Thursday's root canal (the need for which was discovered when the dentist took X-rays for a temporary crown preparatory to a permanent crown) morphed into Friday night's cracked and fallen-off temporary crown -- guess I got a little too aggressive with that braised rotisserie chicken and kale. Several after-hours phone calls and texts with the admittedly extremely responsive and compassionate endodontist and on-call dentist, including a couple of texted glamour shots of the interior of my mouth (including a fleck of tomato skin on the roof thereof -- appetizing!) led to the conclusion that everything is pretty much stable -- if you define "stable" as the ground-down, jagged, sharp, exposed remnants of what was once my tooth -- and can be dealt with Monday, when a new temporary crown (still preparatory to a permanent crown) can be fitted and popped over the whole sorry mess. I saved the broken pieces of crown snugly wrapped up in a piece of aluminum foil kind of the way children keep their baby teeth -- I'm not entirely sure why. And oh yes, be careful with food, the dentist said sympathetically, I know it's not fun, but eat mostly soft foods.
On Saturday morning I told my husband that I was basically doing okay and that he should go forward with his plans to visit his sister and younger brother overnight. . .I'm sure he was relieved, and anyway, this was going to be a pity party for one, and two would be a crowd. I uploaded a new novella on my Nook (Richard Russo's Nate in Venice), ran a few errands, went to the Y (where I started reading Nate), had a phone conference with a recent graduate regarding the merits of a job offer, and decided to go to the 5:30 PM mass so that I could loll in bed on Sunday morning as a sort of pity-party aftermath. My lunch was the Silver Palate's broccoli puree, made by Dan the day of the root canal (and a soothing favorite of my father after his cancer diagnosis) followed by some hummus. Later, as I sat in church mentally composing a short Harris-Teeter shopping list, I remembered that HT is across the street from Vin Rouge, a pretty authentic French bistro considering we are in Durham, North Carolina, and their delightful country pâté is nothing if not soft.
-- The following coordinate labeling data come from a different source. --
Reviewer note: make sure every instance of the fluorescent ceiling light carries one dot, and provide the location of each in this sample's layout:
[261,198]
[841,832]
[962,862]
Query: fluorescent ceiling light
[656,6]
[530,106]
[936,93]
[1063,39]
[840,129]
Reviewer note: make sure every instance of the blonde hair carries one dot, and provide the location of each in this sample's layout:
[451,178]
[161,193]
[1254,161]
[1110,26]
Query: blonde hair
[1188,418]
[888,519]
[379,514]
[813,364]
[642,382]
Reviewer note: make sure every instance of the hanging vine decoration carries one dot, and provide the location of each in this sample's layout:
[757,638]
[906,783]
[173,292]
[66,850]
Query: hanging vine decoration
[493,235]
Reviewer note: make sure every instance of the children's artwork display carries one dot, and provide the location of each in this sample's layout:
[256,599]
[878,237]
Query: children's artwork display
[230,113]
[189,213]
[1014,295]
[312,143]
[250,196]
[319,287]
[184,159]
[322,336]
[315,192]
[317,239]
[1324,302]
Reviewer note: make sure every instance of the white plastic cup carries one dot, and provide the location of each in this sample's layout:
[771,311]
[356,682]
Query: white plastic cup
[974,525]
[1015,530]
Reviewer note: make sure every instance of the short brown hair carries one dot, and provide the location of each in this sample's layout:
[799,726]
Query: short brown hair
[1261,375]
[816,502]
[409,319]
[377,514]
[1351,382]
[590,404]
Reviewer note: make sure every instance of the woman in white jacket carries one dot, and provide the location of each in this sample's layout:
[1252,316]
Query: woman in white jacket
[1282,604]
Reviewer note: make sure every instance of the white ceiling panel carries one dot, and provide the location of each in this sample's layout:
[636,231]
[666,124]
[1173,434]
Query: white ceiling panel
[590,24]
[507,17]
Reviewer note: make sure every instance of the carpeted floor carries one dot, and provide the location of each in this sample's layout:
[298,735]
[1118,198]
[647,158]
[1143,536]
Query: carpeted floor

For some reason you have to go to the bar at Vin Rouge to order takeout pâté, so I sat morosely on a stool surrounded by happy people drinking and noshing on their steak frites (the dentist, again, on my weekend diet, albeit sympathetically: "think of french fries as too crunchy"). It was busy and the wait was long and I kept thinking about the bottle of chilled white wine in the fridge. When I got home, ravenous, I transferred the whole thick slice of chicken-y, pork-y pâté to a favorite plate, along with the Dijon mustard and cornichons that came with it, uncorked the bottle of cirò bianco -- from Calabria, like my paternal grandparents -- poured myself a generous pour, and polished off the whole decadently delicious portion of pâté, nibbling judiciously on the cornichons with the right side of my mouth, hopefully safely removed from the tooth in question -- #15 in the dental lexicon -- the far-back upper molar on the left side of my mouth.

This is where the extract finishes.